Four faced tower clock on Hayden Road north of Thomas. Taking all four sets of hands off to be power washed and then powder coated. I’ll post pictures of the completed project. Stay tuned.
Hands and ratio gearing are back on after straightening the bent shaft.
Seems to be doing fine.
The view from the left side between the plates shows a large chrome cylinder or barrel that houses the mainspring. Above it is the more conical shaped cable drum that, together, comprise the “fusee” powertrain. The fusee was invented long ago to provide more consistent power from the mainspring throughout the winding cycle. Mainsprings tend to impart more power when they are fully wound, then lose power as they unwind. The fusee compensates for this. More consistent power results in more accurate timekeeping.
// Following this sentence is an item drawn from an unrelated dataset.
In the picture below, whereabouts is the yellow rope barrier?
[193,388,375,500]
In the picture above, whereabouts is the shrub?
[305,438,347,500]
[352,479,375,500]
The small “office” clock over the control switch allows the tower clock to be set without having to actually have the tower clock in the line of sight. What is shown on the office clock is what the tower clock will display (assuming I did it right!)
This certainly isn’t the tallest or most challenging tower clock I’ve repaired, but it’s another one under my belt. This one is in Mesa, AZ, in an old shopping center that is undergoing renovation. The center was originally built in the 60’s.
Is this a cool clock or what??!! The hands are off because I repaired the bent shaft and I’m testing it. I’ll post a video or pic with the hands on later if my repairs were successful.
Making the new axle pin for the pulley. Start with a raw piece of steel rod and turn it into a custom part.
First pic shows a badly worn clock weight pulley strap. Next are the bushings I made for the repair. The last pic shows partial assembly. I’m really having fun making use of my newly acquired machining equipment.
My Very First Tower Clock. Here’s a photo I dug up that was taken back in 1978. At the time, I was the service manager for Ted’s Clock Emporium in Glendale, California. (you can read more about that on my “About” page on my website). The local newspaper must have been having slow news day so they came and did a human interest piece on Ted’s. Yes, that’s me standing precariously on the rails. You can’t see it in the picture, but under my smock is a safety harness.
The story behind this clock is that the movement was originally from a bank building that was destroyed in the 1906 San Francisco earthquake. The Mall developer had a new “tower” built for it near the food court. It had been motorized for automatic winding and not long afterwards, it started giving them trouble. Ted’s had a store located in the mall so we were the ones management called to repair it. This was truly “learning on the job” for me.
I chuckle every time I read the caption under the picture, “All repair work is done on Ted’s premises”. Clearly this one wouldn’t have fit on my bench!!